Tracy teaches students methods they can use to make that kind of anxiety more manageable, such as writing through it, meditating, exercising (she calls this “the quickest mood enhancer) and simply unplugging for a while.

“The skills it takes to increase happiness aren’t complicated, but they take discipline. It’s like a situp; it’s not complicated, but it takes discipline to do it enough to make a difference,” she said.

Environmental happiness

headshot of ASU professor

Scott Cloutier

As an environmental engineering undergrad, ASU sustainability Assistant Professor Scott Cloutier became frustrated with a class project that asked students to think about how they would build a water treatment plant. Not because it was difficult, but because he was only asked to consider the logistics, not the people who would be using them, working in them and living with them in their communities.

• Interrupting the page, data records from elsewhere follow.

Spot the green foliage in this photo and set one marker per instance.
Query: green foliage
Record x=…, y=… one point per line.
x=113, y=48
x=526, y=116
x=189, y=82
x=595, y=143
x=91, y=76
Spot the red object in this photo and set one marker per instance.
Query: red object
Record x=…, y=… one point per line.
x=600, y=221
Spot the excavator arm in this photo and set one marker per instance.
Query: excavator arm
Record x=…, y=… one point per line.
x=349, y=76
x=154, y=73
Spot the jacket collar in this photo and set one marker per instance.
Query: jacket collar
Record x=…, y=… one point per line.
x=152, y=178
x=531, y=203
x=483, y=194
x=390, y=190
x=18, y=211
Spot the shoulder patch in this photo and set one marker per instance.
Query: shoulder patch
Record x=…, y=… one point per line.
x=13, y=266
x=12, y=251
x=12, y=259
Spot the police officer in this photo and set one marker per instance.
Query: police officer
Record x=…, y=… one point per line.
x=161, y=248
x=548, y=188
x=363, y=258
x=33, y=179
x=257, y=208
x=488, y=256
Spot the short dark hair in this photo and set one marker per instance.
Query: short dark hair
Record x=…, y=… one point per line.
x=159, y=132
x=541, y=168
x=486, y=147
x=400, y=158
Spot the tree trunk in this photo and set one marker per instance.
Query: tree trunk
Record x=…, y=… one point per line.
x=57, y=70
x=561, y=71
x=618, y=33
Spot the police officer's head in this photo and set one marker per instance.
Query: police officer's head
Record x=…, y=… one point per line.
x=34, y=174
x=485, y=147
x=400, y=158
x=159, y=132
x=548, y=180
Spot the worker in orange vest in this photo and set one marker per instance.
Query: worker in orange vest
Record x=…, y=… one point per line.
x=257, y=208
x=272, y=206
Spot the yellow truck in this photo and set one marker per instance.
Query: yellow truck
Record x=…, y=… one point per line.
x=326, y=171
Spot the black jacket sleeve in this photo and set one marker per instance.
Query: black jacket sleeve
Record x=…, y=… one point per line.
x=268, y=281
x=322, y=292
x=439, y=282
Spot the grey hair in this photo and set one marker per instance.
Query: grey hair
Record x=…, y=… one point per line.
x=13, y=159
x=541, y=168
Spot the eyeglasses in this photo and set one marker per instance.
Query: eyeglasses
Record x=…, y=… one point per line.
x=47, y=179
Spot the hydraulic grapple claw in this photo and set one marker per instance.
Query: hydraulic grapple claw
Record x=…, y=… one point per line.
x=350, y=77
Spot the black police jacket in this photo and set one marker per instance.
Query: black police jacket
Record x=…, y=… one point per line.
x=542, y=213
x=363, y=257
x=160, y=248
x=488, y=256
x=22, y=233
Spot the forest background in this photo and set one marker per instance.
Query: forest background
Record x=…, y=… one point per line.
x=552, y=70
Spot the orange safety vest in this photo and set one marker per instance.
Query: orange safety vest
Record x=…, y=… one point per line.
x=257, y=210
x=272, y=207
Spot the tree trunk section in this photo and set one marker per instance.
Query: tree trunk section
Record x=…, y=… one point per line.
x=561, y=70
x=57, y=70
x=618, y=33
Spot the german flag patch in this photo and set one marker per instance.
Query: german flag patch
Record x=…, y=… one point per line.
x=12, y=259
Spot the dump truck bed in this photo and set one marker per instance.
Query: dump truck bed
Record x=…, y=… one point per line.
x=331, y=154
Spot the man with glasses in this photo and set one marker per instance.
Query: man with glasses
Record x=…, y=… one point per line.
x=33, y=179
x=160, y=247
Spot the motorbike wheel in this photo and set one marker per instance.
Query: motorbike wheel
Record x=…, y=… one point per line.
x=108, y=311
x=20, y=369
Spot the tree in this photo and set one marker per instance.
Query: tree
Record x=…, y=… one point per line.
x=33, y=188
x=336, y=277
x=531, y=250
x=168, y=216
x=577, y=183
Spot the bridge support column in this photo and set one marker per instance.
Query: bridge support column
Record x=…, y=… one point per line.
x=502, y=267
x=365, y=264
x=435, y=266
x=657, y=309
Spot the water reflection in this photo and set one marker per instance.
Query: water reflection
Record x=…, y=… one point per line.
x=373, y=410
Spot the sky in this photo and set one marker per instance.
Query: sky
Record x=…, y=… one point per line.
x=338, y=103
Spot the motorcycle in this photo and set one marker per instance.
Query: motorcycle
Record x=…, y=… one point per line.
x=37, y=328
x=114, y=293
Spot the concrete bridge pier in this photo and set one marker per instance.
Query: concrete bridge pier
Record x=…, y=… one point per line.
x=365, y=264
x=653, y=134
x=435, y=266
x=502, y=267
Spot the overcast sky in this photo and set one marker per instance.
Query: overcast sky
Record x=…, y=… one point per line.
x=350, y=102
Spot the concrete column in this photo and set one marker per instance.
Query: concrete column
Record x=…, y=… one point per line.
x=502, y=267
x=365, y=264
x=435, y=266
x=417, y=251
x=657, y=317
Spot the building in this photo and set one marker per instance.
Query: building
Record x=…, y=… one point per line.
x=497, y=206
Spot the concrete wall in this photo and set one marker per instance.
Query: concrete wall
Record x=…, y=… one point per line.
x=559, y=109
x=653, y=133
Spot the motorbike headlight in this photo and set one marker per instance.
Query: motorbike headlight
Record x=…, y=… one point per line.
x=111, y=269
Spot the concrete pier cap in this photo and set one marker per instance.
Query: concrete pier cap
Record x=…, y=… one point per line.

“I started thinking,” he recalled, “‘If I was an engineer, what would I design for?’ Happiness.”

After that revelation, Cloutier designed his doctoral dissertation around building a happy neighborhood.

At ASU, he leads the Sustainable Neighborhoods for Happiness project and has developed the “Sustainability Through Happiness Index,” a tool that allows planners to engage with neighborhood residents and collaborate to better understand and implement changes that will create happy places to live.

“When we design for pleasure, we’re wasteful. And people confuse happiness with pleasure,” he said.

In Tempe, for example, Cloutier explained, “we could easily go to Mill Avenue, eat all kinds of food, get drunk and buy all kinds of stuff. But there are a lot of consequences to that kind of pleasure-seeking, instant-gratification way of living, environmentally and socially.”

Consequences like gentrification and damage to natural habitats.

Through the Sustainable Neighborhoods for Happiness project, Cloutier has worked with communities in locales as far-flung as Mexico, Bolivia and Denmark. And while the factors that determine what makes a happy place to live can vary based on culture and economics, there are plenty of similarities: a sense of safety and belonging, environmental design that promotes social interaction and access to open and green spaces.

“Some of the happiest places are where people lose their sense of self and instead consider themselves part of something bigger,” he said. “If we think of happiness as coming from having a deep connection with nature and the natural cycle of the world around us, we can start to move toward a more sustainable future.”

Individual happiness

headshot of ASU lecturer

Shannon Tromp

Positive psychology, a relatively new area of focus within the broader field of psychology, has been gaining traction in recent years. It posits that we can scientifically quantify and predict happiness by measuring and learning from how various cultures define life satisfaction and well-being.

Shannon Tromp, a lecturer in the School of Social and Behavioral Sciences at ASU’s New College of Interdisciplinary Arts and Sciences, has been teaching a course on it for about a year.

“It allows students to focus on the areas of the field that relate to the actual mechanics and components of what makes us happy, what makes life good,” she said.

Students learn about the historical and cultural differences related to the idea of happiness, and also try out personal life-enhancing techniques for themselves, such as meditation, gratitude journals and affirmations.

“As an example,” Tromp said, “applying aspects of character virtues (such as integrity, tolerance, zeal), spirituality and appreciation, and engaging in service to others are all things that show up again and again as being consistent with improving life satisfaction.

“Understanding how those variables can apply universally or cross-culturally can help an individual modify their own experience and make positive change in their own lives.”